Laura (cheminote, comité Transports IDF/CPN)

[1] Lettre de la fraction l’Etincelle au CCR / Révolution Permanente envoyée le 20 mai 2021

[2] Quant aux différences notables entre les deux démarches, le programme initial de « Bordeaux en Luttes » n’a rien à voir avec ceux des listes NPA/LFI aux régionales. Pour ce qui est de « Bordeaux en Luttes », il s’agissait d’un programme d’indépendance de classe, ce qui n’est pas le cas des listes « Occitanie Populaire » ou « On est là ! », comme nous avons pu développer dans plusieurs articles sur notre site, ici, ici et ici. D’autre part, la liste « Bordeaux en Luttes » était davantage une liste issue du mouvement social, avec Philippe Poutou, figure de la lutte des Ford contre la fermeture de l’usine et tête de liste, suivi par un gilet jaune mutilé par la police. Cette liste était ensuite soutenue par le NPA et LFI, mais n’était pas un accord d’appareil entre les deux organisations, comme c’est le cas dans les listes pour les élections régionales. Ces dernières prévoient par ailleurs un possible accord au 2nd tour avec EELV et le PS, ce qui n’était pas le cas pour les municipales à Bordeaux. De notre côté, nous nous sommes délimités de la démarche « Bordeaux en Luttes » au moment où elle est devenue autre chose de ce qu’elle était initialement, notamment au moment des déclarations de Philippe Poutou selon lesquelles « Bordeaux en Luttes » était devenu pour lui et un petit secteur du NPA Bordeaux un laboratoire à l’échelle locale d’une politique de regroupement durable entre un secteur du NPA et LFI.

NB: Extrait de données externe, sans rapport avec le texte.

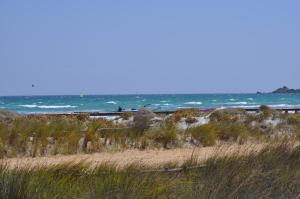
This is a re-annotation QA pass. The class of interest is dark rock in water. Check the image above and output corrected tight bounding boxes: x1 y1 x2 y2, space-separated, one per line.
0 109 21 121
272 86 300 93
133 108 155 132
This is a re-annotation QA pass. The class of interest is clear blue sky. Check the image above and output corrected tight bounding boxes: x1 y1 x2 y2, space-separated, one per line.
0 0 300 95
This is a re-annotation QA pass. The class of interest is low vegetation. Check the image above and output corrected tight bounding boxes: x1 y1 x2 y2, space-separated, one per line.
0 106 300 157
0 142 300 199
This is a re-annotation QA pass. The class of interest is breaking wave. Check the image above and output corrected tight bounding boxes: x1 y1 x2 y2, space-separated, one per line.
105 101 117 104
184 102 202 105
19 104 77 109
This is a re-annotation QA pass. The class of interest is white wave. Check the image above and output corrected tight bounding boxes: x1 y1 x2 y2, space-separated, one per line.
184 102 202 105
231 104 300 108
19 104 77 109
105 101 117 104
19 104 37 108
37 105 77 109
225 102 248 105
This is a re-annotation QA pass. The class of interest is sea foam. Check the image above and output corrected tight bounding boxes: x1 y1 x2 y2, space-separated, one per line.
105 101 117 104
184 102 202 105
19 104 77 109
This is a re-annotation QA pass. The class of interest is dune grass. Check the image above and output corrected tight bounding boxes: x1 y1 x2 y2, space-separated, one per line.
0 141 300 198
0 107 300 157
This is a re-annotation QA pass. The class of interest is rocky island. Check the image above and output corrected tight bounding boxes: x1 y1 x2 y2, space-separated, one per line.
272 86 300 93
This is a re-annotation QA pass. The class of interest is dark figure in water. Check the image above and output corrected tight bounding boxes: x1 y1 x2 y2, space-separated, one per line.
118 106 123 112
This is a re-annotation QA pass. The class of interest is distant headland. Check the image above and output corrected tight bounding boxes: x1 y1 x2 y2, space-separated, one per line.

[3] De la même manière, et même si cela n’est pas le cœur de la discussion entre nous aujourd’hui, dans votre réponse vous faites l’amalgame entre une position de principe vis-à-vis des réformistes lors des élections et la question du rapport des révolutionnaires aux bureaucraties syndicales. A ce sujet, vous sous-entendez des désaccords que nous avons, sans les expliquer. Mais encore une fois, faire comme si les bureaucraties syndicales n’existaient pas et dire que cela n’a aucune utilité de les interpeller revient dans les faits à les épargner de toute critique, et à ne pas faire en sorte que les secteurs d’avant-garde puissent faire l’expérience concrète de leur rôle dans la lutte des classes. Nous avions déjà débattu de cette question lors de la grève contre la réforme ferroviaire, et même fait l’expérience dans plusieurs votes au sein de l’intergare dans lesquels vous avez été systématiquement quasi seuls à voter contre ces interpellations (avec les camarades de LO qui partagent votre position) contre l’énorme majorité de cheminots pour qui cette interpellation avait du sens et était nécessaire pour avancer dans leur niveau de conscience et leur compréhension sur le rôle des bureaucraties syndicales.